I was feeling giddy. The bright lights on the stage added to my blurred vision. He almost held my hand and made a volunteer take me down the stairs. Whatever happened was very unreal for me. My breath was pounding and maybe my heart was beating at the rate of a thousand per minute. I made my way to the retiring room, washed my face and had a tumbler of cold water from the water dispenser.
It has now been fifteen minutes. My heartbeat is not yet normal. But I was on duty, on the job; the job that fed me and gave me a purpose to live and serve all these years. I slowly trudged my way back to the ceremony hall. Now, perhaps the award ceremony was over and the man was introducing his family members to the audience. “These are my parents”, he said bowing to them in reverence. “Without them, I wouldn’t be worthy of even waiting the gates of this campus”.

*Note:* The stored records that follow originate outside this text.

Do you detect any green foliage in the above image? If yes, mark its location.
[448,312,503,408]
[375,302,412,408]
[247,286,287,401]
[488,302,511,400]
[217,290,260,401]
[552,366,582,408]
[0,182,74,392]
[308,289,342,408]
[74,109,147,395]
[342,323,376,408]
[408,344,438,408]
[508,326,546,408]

And then “ This is my soul mate, he said pointing to his wife, who then stood and bowed to the audience who were clapping loudly in applause. It was the lady in the photograph that the grocer showed me a couple of months ago. It felt like my world came crashing down. Shall I go the running to the stage and tell him that he is my son? I kept asking myself. No, my inner voice said. “You have done nothing for him, whereas his parents gave their everything to him”. “ If you go back to his life now, you will disturb everyone; him, his wife and kids and most severely his parents. Do you want them to suffer?” my conscience asked. I had no answer. This is utter treachery, not fair play I felt. I shouldn’t be the reason of agony for my son, for whom I have hoped nothing but happiness. He now has a complete life, a loving and caring family. What would I have given him? A watchman like me?
I slowly took out the card he had given me. Tearing it into pieces, I smiled at myself, “ he asked me to call him and treat him like my son. What else do I want?”.
The dusk was setting in. I slowly walked away, with nothing but just the bunch of flowers he gave me. Yes, I shall carry them to my grave.